Courses and certifications Open Source
Apache Spark for Data Engineers - Advanced Optimizations
Price (without VAT)
Apache Spark is a general purpose computing engine that provides unified framework for big data processing, ad hoc analytics, machine learning, graph processing and streaming. For the past few years Spark is becoming standard for handling these workloads not just in the big data ecosystem. It’s popularity is growing also because of the high level DataFrame API that allows to express business logic in very high level and expressive way.
This training is oriented on advanced topics of Spark SQL that have impact on the resulting performance of Spark jobs such as optimizing execution plans, elimination of shuffle, choosing optimal distribution of data, reusing efficiently computation and others. The goal of this training is to learn some techniques for achieving maximal performance.

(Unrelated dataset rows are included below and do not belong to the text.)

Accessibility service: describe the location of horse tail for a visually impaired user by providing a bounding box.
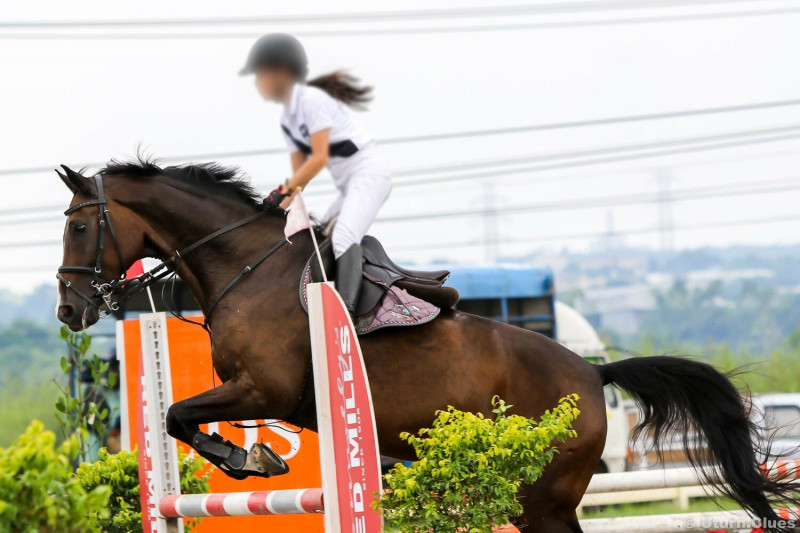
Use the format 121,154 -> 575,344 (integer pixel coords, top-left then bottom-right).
598,356 -> 800,531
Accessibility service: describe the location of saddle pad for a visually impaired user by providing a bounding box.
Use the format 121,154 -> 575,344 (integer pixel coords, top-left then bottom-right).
300,267 -> 441,335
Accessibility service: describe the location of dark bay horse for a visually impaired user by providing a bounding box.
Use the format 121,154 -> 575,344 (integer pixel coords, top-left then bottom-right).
57,161 -> 798,533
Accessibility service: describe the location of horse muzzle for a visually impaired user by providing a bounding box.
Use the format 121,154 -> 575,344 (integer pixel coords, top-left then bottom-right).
56,303 -> 100,333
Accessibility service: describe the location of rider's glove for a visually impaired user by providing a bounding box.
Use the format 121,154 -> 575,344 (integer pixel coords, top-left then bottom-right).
262,183 -> 290,209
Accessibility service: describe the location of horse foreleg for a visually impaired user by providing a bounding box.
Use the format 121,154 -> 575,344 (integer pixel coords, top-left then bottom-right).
167,380 -> 289,479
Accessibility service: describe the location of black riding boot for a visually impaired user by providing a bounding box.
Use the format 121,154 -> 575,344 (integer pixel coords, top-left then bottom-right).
336,244 -> 362,318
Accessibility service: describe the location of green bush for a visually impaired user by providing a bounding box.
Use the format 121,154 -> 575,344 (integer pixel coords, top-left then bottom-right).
376,394 -> 580,533
0,421 -> 111,533
75,448 -> 211,533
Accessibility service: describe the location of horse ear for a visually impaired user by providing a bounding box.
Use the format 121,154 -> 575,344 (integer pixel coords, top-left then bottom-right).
56,165 -> 95,196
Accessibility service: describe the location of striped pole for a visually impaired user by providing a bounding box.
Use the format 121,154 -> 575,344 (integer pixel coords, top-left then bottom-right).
158,489 -> 324,518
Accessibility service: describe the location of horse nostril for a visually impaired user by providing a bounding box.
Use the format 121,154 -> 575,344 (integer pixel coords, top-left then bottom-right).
58,305 -> 75,319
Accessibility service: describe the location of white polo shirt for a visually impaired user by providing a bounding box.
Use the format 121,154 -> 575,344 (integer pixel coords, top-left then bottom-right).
281,83 -> 374,189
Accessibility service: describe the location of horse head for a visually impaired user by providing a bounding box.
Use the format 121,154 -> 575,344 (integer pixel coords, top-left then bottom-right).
56,165 -> 142,331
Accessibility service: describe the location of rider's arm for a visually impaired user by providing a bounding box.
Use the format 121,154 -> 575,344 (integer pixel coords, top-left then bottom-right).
289,150 -> 308,175
287,129 -> 330,192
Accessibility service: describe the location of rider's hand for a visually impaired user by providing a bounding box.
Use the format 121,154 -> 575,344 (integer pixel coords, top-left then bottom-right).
262,183 -> 290,209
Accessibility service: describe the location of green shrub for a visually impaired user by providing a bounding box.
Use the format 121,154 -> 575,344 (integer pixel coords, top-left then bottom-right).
0,421 -> 111,533
376,394 -> 580,533
75,448 -> 211,533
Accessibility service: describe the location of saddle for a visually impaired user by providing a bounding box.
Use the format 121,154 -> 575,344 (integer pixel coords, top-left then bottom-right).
300,235 -> 459,335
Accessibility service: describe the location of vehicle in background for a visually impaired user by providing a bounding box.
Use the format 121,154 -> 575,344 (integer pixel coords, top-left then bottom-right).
447,266 -> 629,472
752,393 -> 800,460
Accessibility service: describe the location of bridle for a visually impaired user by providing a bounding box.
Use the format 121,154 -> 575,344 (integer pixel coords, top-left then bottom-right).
56,174 -> 287,326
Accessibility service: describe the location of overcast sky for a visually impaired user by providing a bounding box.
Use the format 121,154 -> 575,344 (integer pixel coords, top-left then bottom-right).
0,0 -> 800,290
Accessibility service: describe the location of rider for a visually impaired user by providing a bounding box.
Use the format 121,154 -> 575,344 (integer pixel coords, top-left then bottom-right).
240,33 -> 392,314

The training is taught using the programing language Python in the Spark local mode (Spark 3.2 with Jupyter in notebook).
Audience
Data Engineers, scientists and other users of Spark that already have some prior experience with the engine and want to get deeper knowledge and learn how to optimize Spark jobs and achieve maximal performance.
Goals
Participants will learn:
- Understand and interpret execution plans in Spark SQL
- Rewrite query in order to achive better performance
- Use efficiently some internal configurations
- Using Spark prepare data for analytical purpose
- Find the bottleneck of a Spark job
Guarantor of the Training
David Vrba Ph.D.
David Vrba Ph.D. works at Socialbakers as a data scientist and Spark consultant. On daily basis he is optimizing ETL pipelines built in Spark and develops jobs that process data on the scale up to tens of TBs. David is also lecturing Spark trainings and workshops and during the last two years he trained in Spark several teams including data engineers, data analysts and researchers. David is also contributing to the Spark source code and is active in the community by giving public talks at conferences and meetups such as Spark + AI Summit, MLPrague or Spark + AI Prague Meetup.
Outline
Spark SQL internals (Query Execution)
- Logical planning (Catalog, Analyzer, Cache Management, Optimizer)
- Catalyst API
- Extending the optimizer
- Limiting the optimizer
- Physical planning
- Query planner, strategies
- Spark plan
- Executed plan
- Understanding operators in the physical plan
- Cost based optimizer
- How cost-based optimizations work
- Statistics collection
- Statistics usage
Query optimization
- Shuffle elimination
- Bucketing
- Data repartition (when and how)
- Optimizing joins
- Shuffle-free join
- One-side shuffle-free join
- Broadcast join vs sort-merge join
- Data reuse
- Caching
- Checkpointing
- Exchange reuse
Optimization tips
- Choose the appropriate number of shuffle partitions
- Nondeterministic expressions
- Configuration settings
Data layout
- Different file formats
- Parquet vs Json
- Partitioning and bucketing
- How bucketing works
- How to ensure the proper number of files
- Tables management
- Working with the Catalog API
- Delta-io
- Open-source storage layer with ACID transactions
Prerequisites
This is a follow-up training to the course Apache Spark - From Simple Transformations to Highly Efficient Jobs where people get (among other things) solid understanding of DataFrame API and basic knowledge about internal processes in Spark.
To get the most out of this training it is recommended to have some previous experience with Spark (for example on the level of the aforementioned course), know the DataFrame API and understand basic principles of distributed computing.